Everyone who’s ever been on a diet knows that you have to give yourself a cheat day or two. What experts don’t always tell you, though, is that most diets should come with cheat days.
“Cheating” on your diet doesn’t have to be all about uncontrollable urges for late-night candy bars or spending an entire day stuffing your face. There’s a way to work them into your diet and work them in with moderation in mind. Snack on extra calories the right way and you won’t ding your diet.
In fact, there are a few ways to cheat that won’t only help you stay on track, but they may also help you lose more weight than you would have without them.
So you can go back to following all of your favorite Instagram foodie pages, put your weekly lunch with your co-workers back on your schedule, and plan to cheat — the right way.
Plan your cheat days around how hard you work out next week. Add 50 extra calories to each workout to earn the calories necessary for a margarita after work. Not only will you have already burned off the calories, but if you’ve been integrating some strength training into your conditioning, you’ll have built muscle that will help you burn even more.
Plan Your Cheat Meal
No matter how well your diet is going, plan to have at least one cheat meal a week. When you know you’re going to order the cheesecake at dinner with friends, you can cut calories earlier in the day to compensate.
Only Cheat With Foods You Love
Save your cheat day for something special, like a meal at that restaurant you’ve been following on Instagram. You’ll get in control of your cravings and you’ll be less likely to waste calories on empty snacking that makes you ask, “Why did I eat that?”
Pick Your Poison
Have an uncontrollable urge to eat even though it’s off schedule? Pick a cheat item instead of a cheat meal. Go with fried chicken instead of baked chicken in a salad, or have one happy hour drink instead of an evening’s worth. It will be much easier to get back on track so you won’t risk ruining your diet or find yourself feeling extremely disappointed.
Don’t Be Afraid To Give In
When your tank feels like it’s on empty and all you can think of is a snack, don’t be afraid to splurge. The occasional (keyword: occasional) high-calorie meal prompts your body to increase the hormone leptin, which tricks it into thinking it’s fuller than it is. Therefore, it keeps your metabolism going strong.
Fill Up First
Have a cheat day when you’re starving and you’re bound to overdo it. Fill up on diet-friendly food first. Then, indulge when you’ll be less likely to order seconds.
Never Lose Count
Cheat days are about freedom, but don’t throw all caution to the wind. Keep track of the calories you’re eating even when you’re on a break. Knowing the number — and the treadmill minutes it’s going to take to burn them off down the line — will help you cheat in moderation.

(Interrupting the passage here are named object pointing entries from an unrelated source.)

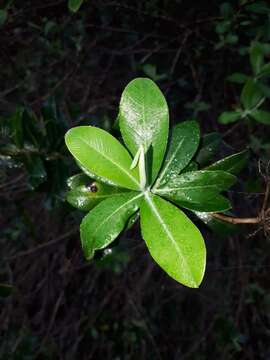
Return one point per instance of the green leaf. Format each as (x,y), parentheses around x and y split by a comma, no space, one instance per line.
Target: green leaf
(251,95)
(228,117)
(144,120)
(256,57)
(74,5)
(77,180)
(101,154)
(238,78)
(261,116)
(173,241)
(265,71)
(199,190)
(183,145)
(105,222)
(219,227)
(85,193)
(232,164)
(16,126)
(210,145)
(192,166)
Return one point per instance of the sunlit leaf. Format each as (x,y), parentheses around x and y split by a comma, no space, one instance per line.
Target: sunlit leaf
(183,145)
(199,190)
(105,222)
(101,154)
(144,120)
(173,241)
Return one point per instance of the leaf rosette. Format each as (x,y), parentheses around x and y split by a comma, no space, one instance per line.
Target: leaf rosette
(149,177)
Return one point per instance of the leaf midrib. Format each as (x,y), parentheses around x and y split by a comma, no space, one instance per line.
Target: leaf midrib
(115,211)
(165,190)
(170,236)
(110,160)
(163,173)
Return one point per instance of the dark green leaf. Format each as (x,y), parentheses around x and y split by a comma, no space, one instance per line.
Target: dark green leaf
(261,116)
(251,95)
(74,5)
(3,16)
(219,227)
(183,145)
(232,164)
(265,71)
(173,241)
(209,147)
(6,290)
(238,78)
(199,190)
(36,170)
(105,222)
(259,7)
(256,57)
(16,126)
(228,117)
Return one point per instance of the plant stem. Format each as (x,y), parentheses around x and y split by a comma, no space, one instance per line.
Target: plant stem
(236,220)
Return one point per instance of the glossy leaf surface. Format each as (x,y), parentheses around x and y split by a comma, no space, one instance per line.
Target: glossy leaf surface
(74,5)
(183,145)
(100,153)
(173,241)
(85,193)
(256,57)
(144,120)
(219,227)
(105,222)
(232,164)
(199,190)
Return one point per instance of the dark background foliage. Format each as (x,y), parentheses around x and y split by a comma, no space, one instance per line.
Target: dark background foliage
(60,69)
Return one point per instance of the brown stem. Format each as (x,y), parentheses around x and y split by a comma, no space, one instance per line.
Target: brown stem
(236,220)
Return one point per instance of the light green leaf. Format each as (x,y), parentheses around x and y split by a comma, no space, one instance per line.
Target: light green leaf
(74,5)
(192,166)
(105,222)
(183,145)
(232,164)
(228,117)
(85,193)
(261,116)
(219,227)
(144,120)
(100,153)
(173,241)
(199,190)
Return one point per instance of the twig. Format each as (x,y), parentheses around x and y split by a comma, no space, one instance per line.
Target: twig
(237,220)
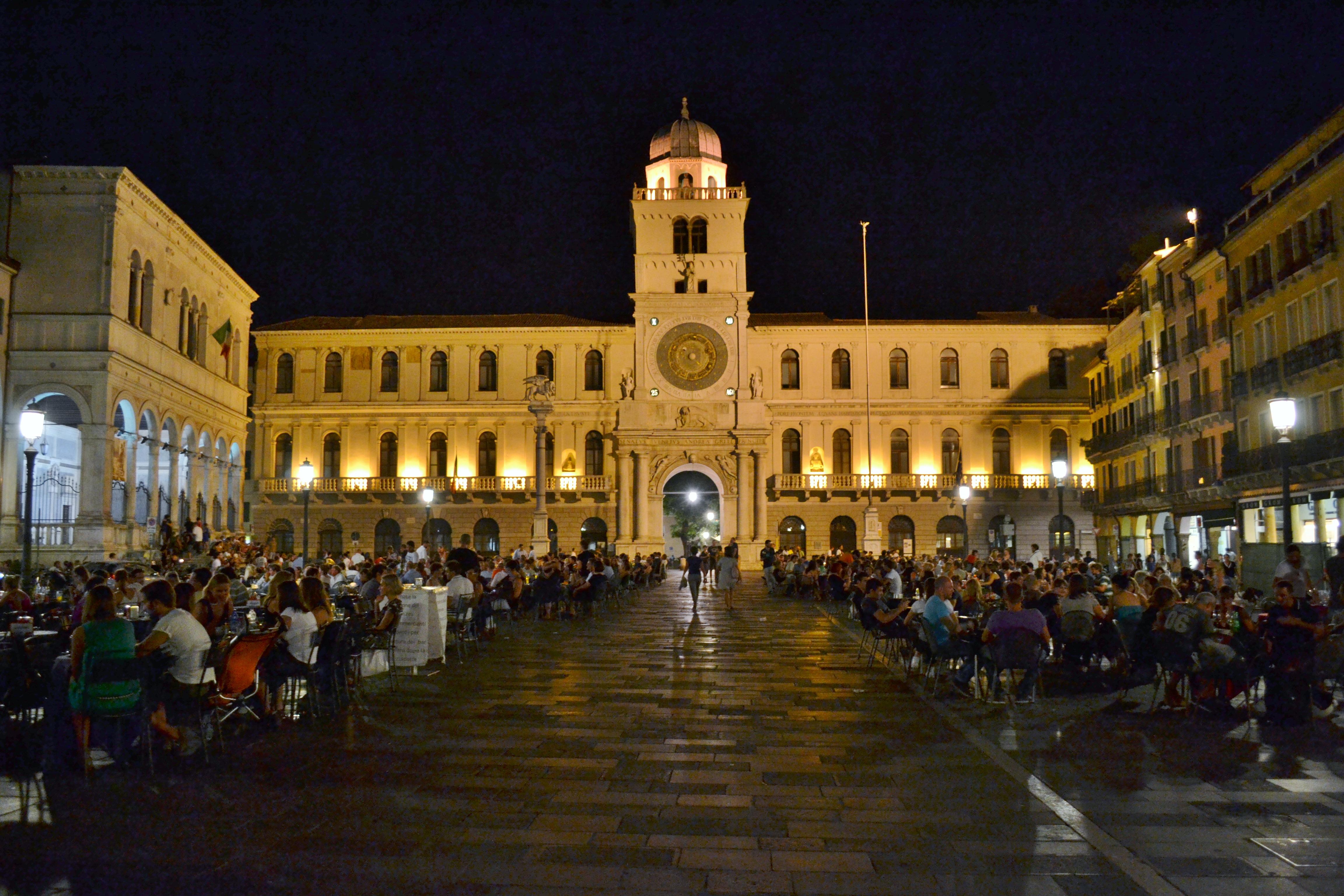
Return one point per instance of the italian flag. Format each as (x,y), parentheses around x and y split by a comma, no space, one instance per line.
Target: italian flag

Work Out Before You Pig Out
It will keep your body from immediately storing your next meal as fat. That’s because a round of cardio (where you work out until you’re tired) burns your body’s energy stores. It will use the fat and calories from your next meal to fill those reserves up before storing them on your hips.
Choose The Right Cheat Meal
When you can, eat a cheat meal that’s high in carbohydrates and moderate in protein like steak and potatoes or a roll of sushi. It will make you feel full and stimulate your metabolism to burn faster as a result.
Follow Up With Tea
There are several types of tea that help speed up your metabolism to give you an extra boost to burn those calories.
Take It Slow
You’ve been waiting on your fast food cheat meal all week. But resist the urge to scarf it all down before you even pull away from the restaurant. Set the table, eat slowly, and sip a glass of water while you do. You’ll notice that you will feel full sooner and keep yourself from overeating.
Get Right Back On Track
Throw the leftovers away and have your next three diet snacks and meals on deck. Meal prep always helps with this. Keeping a cheat day from turning into a cheat week will keep your weight loss goals on track.
Remember The Meal Next Week
Didn’t get a chance to burn off your cheat meal beforehand? Write “400 calories of ice cream” in your food journal and remember it all week. Cut a few calories from the week’s meals here and there (or go a little longer during your workouts) and you’ll easily make up for what you may feel is backsliding.